Beyond Intuition
The Chinese Postman Problem
In Part 1, Euler proved that some walks are impossible: if a graph has more than two odd-degree vertices, you cannot traverse every edge exactly once. But a postman still has to deliver to every street. So: what is the shortest route that covers every edge — even if some must be walked twice? Kwan Mei-Ko answered this in 1960, turning Euler's impossibility theorem into a practical algorithm. The key insight: fix the odd-degree vertices, and the impossible becomes optimal.
Try it on paper
Draw 9 dots and 12 lines matching the map. Try to trace every line without lifting your pen or repeating any. You will always get stuck — just as in Königsberg. Now count the degree of each dot. Find the odd-degree ones, pair them up, and add the shortest path between each pair. Try tracing again: now it works.
Kwan Mei-Ko, 1960
Chinese mathematician Kwan Mei-Ko posed and solved this problem in 1960 — the first practical application of Euler's 1736 theorem, turning a theoretical impossibility into a polynomial-time optimisation algorithm. The algorithm directly uses Hierholzer's method from Part 1 to find the Eulerian circuit once the odd-degree vertices are fixed.
From Königsberg to topology — and the bridge to Part 3
Parts 1 and 2 share the same protagonist: the degree of a vertex. In Part 1, odd degree blocked the walk entirely. In Part 2, odd degree tells you exactly where to add repeated edges and how many. Degree is a local property of a vertex, but it governs a global property of the whole route.
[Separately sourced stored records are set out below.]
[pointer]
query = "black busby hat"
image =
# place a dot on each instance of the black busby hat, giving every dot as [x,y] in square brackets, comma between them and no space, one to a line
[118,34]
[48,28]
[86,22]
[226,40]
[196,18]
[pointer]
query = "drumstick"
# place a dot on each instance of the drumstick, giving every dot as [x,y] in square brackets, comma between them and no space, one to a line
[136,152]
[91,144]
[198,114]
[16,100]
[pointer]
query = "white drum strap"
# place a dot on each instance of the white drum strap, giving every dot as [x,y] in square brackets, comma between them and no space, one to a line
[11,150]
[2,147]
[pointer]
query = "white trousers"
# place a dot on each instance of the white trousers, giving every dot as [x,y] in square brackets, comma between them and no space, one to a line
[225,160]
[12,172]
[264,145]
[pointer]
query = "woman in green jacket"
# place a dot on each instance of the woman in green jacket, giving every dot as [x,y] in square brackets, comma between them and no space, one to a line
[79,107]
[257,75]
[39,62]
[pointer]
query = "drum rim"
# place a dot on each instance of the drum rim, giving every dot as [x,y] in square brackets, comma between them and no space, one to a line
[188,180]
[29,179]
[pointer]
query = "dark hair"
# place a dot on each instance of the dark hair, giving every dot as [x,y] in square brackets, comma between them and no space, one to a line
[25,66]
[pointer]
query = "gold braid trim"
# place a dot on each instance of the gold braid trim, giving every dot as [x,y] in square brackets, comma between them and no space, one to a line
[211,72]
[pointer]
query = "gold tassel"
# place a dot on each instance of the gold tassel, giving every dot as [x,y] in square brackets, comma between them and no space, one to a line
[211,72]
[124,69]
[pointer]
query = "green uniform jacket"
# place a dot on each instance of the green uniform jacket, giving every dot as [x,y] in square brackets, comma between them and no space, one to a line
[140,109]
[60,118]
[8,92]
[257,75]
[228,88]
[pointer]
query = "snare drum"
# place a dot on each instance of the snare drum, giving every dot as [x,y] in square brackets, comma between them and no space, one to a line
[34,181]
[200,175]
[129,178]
In Part 3 (Euler Characteristic), Euler turns this same combinatorial arithmetic — counting vertices, edges, and faces — toward a completely different question: what is the shape of a surface? The formula V − E + F = 2 for a sphere and V − E + F = 0 for a torus shows that counting edges (as we have been doing throughout) is enough to classify surfaces topologically. The postman's route and the shape of a donut are, at their mathematical core, the same kind of question.
Postal delivery — every postal service that plans optimised delivery rounds is solving this problem. The algorithm guarantees the shortest possible route covering every street.
Snow ploughing & street sweeping — city councils use the Chinese Postman algorithm to plan salt-spreading and refuse collection routes, minimising fuel and repeated driving.
Network inspection — testing every link in a power grid, water network, or fibre optic system is a Chinese Postman problem. The algorithm determines whether a single continuous inspection walk is possible, and if not, the minimum extra distance required.
The algorithm — and its connection to Parts 1 and 3
Given a connected graph where an Eulerian circuit does not exist (from Part 1: more than two odd-degree vertices):
Step 1. Identify all odd-degree vertices. There will always be an even number of them — a consequence of the handshaking lemma (sum of all degrees = 2E).
Step 2. Find the minimum-weight perfect matching of the odd vertices — pair them so the total extra distance is minimised.
Step 3. Add a duplicate of the shortest path between each matched pair. All vertices now have even degree — the obstruction from Part 1 is removed.
Step 4. Find the Eulerian circuit on the augmented graph using Hierholzer's algorithm (Part 1).
Total distance = sum of all edges + weight of minimum matching. The connection to Part 3: the handshaking lemma (sum of degrees = 2E) is the same identity that appears inside the proof of Euler's polyhedron formula V − E + F = 2 — edges counted from two directions always balance.